Custom web frameworks are a common source of high cardinality span names.
While default OpenTelemetry instrumentation, for example, Java Servlet, may assign generic span names like GET /my-web-fwk/*, your framework has access to more specific routing information.
Overwrite span attributes in your framework code to create compliant, low-cardinality span names that preserve operational granularity.
Example: Custom Web Framework in Java
Consider a custom web framework that intercepts the generic route /my-web-fwk/* and dispatches requests like /my-web-fwk/product/123456ABCD or /my-web-fwk/user/john.doe.
The default Java Servlet instrumentation produces vague span names (GET /my-web-fwk/*), while directly using request URIs creates high cardinality (GET /my-web-fwk/product/123456ABCD).
The solution is to override span attributes with templated route patterns like /my-web-fwk/product/{productId} or /my-web-fwk/user/{userId}:
@WebServlet(urlPatterns = "/my-web-fwk/*")
public class MyWebFrameworkServlet extends HttpServlet {
@Override
protected void service(HttpServletRequest request, HttpServletResponse response) throws ServletException, IOException {
// Default Servlet instrumentation sets vague span names: `GET /my-web-fwk/*` (and `http.route=/my-web-fwk/*`)

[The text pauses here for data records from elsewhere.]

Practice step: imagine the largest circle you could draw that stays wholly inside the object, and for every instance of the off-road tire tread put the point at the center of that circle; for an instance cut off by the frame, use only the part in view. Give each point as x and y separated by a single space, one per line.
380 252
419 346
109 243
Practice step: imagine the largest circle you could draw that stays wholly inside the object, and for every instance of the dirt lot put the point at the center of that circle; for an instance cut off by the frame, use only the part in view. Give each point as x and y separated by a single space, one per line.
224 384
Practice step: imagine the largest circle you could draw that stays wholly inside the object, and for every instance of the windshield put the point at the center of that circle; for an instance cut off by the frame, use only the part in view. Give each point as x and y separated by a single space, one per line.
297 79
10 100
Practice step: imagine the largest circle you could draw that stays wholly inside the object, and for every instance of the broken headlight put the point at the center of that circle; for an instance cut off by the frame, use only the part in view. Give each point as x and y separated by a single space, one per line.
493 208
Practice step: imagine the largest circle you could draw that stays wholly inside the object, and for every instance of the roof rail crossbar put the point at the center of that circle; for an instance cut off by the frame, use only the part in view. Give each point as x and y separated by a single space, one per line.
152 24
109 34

// Using the request URI directly would cause high cardinality and violate semantic conventions
// Instead, use the framework's low-cardinality routing information below
// Example routing logic
String uri = request.getRequestURI();
MyWebOperation myWebOperation = getWebOperation(uri);
// Fix span details to add details while complying with semantic conventions and maintaining low cardinality
String httpRoute = "/my-web-fwk/" + myWebOperation.getSubHttpRoute();
Span.current().setAttribute(HttpAttributes.HTTP_ROUTE, httpRoute);
Span.current().updateName(request.getMethod() + " " + httpRoute);
// execute the web operation
myWebOperation.execute(request, response);
}
...
}Compatible components
otelcol.connector.spanmetrics can accept arguments from the following components:
- Components that export OpenTelemetry
otelcol.Consumer
otelcol.connector.spanmetrics has exports that can be consumed by the following components:
- Components that consume OpenTelemetry
otelcol.Consumer
Note
Connecting some components may not be sensible or components may require further configuration to make the connection work correctly. Refer to the linked documentation for more details.